Irony of all ironies, after having written so extensively on the inherent power of technology and how I actually cannot live without it, today I broke my phone. Argh. Not intentionally, of course. I stayed over at a friend's place and had a bottle of make-up remover, that I hadn't shut properly, in the same bag as my phone. Stupid, stupid, stupid. The liquid got into my LCD screen and the buttons, and now I have a huge watermark on my screen and the buttons do not work.
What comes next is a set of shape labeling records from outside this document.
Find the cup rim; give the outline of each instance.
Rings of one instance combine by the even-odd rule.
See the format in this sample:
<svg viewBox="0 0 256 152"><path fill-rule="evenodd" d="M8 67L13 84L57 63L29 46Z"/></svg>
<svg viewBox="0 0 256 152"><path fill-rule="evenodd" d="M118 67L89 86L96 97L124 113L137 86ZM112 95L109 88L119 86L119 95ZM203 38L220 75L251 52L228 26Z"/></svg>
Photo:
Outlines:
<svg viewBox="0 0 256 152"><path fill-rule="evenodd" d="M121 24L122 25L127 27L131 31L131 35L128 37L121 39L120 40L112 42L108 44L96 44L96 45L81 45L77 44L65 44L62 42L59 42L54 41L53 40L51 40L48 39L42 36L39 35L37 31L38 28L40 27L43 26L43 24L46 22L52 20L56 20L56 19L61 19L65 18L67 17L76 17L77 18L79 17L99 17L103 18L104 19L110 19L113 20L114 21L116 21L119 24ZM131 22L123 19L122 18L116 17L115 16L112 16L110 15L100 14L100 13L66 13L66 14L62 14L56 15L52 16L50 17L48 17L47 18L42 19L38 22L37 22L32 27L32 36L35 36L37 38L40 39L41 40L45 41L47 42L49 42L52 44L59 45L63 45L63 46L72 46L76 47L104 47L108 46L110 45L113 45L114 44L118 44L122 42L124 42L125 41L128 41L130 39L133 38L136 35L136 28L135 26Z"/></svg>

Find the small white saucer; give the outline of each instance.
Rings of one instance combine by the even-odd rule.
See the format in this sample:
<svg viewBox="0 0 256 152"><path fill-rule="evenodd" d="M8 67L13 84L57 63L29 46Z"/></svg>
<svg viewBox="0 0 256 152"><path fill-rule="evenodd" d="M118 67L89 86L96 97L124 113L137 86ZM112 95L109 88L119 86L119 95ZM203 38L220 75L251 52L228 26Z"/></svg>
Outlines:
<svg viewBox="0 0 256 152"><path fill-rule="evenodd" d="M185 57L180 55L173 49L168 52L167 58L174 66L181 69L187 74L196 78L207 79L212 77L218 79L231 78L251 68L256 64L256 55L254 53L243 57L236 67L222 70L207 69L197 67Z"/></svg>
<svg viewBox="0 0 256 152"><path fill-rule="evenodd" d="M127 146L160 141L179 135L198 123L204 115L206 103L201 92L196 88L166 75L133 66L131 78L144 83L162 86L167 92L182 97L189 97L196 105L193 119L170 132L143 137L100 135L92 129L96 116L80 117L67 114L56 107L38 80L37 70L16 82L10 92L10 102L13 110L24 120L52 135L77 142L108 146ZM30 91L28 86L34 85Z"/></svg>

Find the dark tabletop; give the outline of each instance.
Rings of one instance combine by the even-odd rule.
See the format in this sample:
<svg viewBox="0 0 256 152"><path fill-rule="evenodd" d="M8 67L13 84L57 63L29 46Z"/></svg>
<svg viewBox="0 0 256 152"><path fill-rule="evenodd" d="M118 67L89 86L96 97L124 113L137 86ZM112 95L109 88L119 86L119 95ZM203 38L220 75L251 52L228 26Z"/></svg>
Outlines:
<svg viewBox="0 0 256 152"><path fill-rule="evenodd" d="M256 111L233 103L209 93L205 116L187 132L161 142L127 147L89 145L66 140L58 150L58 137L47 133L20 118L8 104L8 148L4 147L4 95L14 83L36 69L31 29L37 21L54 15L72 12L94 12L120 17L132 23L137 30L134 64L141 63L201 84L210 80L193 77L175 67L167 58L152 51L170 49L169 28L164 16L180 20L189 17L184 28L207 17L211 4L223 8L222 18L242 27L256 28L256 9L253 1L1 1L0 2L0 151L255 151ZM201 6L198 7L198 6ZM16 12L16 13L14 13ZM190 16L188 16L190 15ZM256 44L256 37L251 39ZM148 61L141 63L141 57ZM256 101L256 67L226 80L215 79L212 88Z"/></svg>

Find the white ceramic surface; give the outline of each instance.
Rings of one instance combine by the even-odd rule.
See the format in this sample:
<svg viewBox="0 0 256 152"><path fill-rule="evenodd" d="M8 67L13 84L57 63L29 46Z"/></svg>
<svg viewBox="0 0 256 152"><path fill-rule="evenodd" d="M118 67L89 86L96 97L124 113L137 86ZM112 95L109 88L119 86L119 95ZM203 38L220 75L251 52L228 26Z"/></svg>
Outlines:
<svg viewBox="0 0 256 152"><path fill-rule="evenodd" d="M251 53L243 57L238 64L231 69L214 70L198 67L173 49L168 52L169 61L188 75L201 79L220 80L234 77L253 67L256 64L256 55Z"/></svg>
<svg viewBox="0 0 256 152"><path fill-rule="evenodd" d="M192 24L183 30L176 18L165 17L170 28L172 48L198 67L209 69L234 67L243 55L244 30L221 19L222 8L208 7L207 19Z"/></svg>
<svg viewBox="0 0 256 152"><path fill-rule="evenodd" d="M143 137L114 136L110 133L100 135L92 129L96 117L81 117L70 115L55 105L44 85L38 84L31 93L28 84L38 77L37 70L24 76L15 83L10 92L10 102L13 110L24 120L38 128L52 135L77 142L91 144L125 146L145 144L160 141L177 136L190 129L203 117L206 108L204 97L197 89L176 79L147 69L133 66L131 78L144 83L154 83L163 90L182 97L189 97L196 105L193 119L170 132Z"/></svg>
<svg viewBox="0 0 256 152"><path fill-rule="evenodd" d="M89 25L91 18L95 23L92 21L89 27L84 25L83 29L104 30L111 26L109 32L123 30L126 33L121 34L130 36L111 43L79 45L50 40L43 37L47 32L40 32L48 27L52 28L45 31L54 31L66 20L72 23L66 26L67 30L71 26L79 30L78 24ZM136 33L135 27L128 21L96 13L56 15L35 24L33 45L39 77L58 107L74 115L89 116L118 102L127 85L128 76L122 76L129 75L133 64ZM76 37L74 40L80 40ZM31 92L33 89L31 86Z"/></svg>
Almost immediately I discovered the effects. I needed to call another friend this afternoon, but couldn't remember her number because I always just use speed-dial in my phone book. My parents couldn't contact me to arrange when to pick me up. Today is Zhen's Birthday and I didn't remember until just now because I only had the reminder on my phone. And I can't SMS him/call him to wish him happy birthday, because my phone doesn't work, and I don't remember his number. I fell asleep when I got home (didn't exactly sleep much last night) and overslept because I had no alarm clock (which my phone doubles [well, triples] as). I don't know what's going on in the world, because I can't receive my news SMS's. I can't call any of my friends because I do not know any phone numbers. My friends cannot call me, and so I am cut off from the rest of my social world. And while waiting for my mum to pick me up from Vista Kiara, I was bored because I couldn't play snake on my phone. Tell me this is not the most masochistic form of slavery you can think of.
Bah. Technology.
And it will cost RM80 or something to get it fixed.
Anyway. Due to the aforementioned lack of things to do while waiting for parents to pick me up, I was forced to become more aware of my surroundings, and something a bit disturbing(?) occurred to me - we call ourselves aware of our surroundings, but in reality all we see is what our consciousness selects for us. If the world around us is a beach, in reality, all we do is take a handful of sand, look at it and call that our world. Everything else is filtered out - we build a dam against the deluge of minutae and detail that bombards our senses, and call the little trickle that seeps through into our consciousness "our surroundings". Not just by sight, but even most sounds require a conscious effort on our part to hear them.
And I suppose that's a good thing, in a way, since if we saw every single detail all the time, everywhere, our brains would probably overflow within days, or something. It's a bit like my email inbox. I get a deluge of junk mail in my hotmail inbox, all of which I disregard almost automatically, but amongst the sea of irrelevant junk, little nuggets of gold, e.g. in the form of a 6k email from a friend (hi Dave), can be found and filtered out. If I read through every piece of junk mail I had, I would either go crazy and kill myself, or be killed by my parents for the astronomical phone bill.
Anyway, all I'm saying is I find it quite funny that we call ourselves conscious individuals, when our true gift seems to lie in unconsciousness.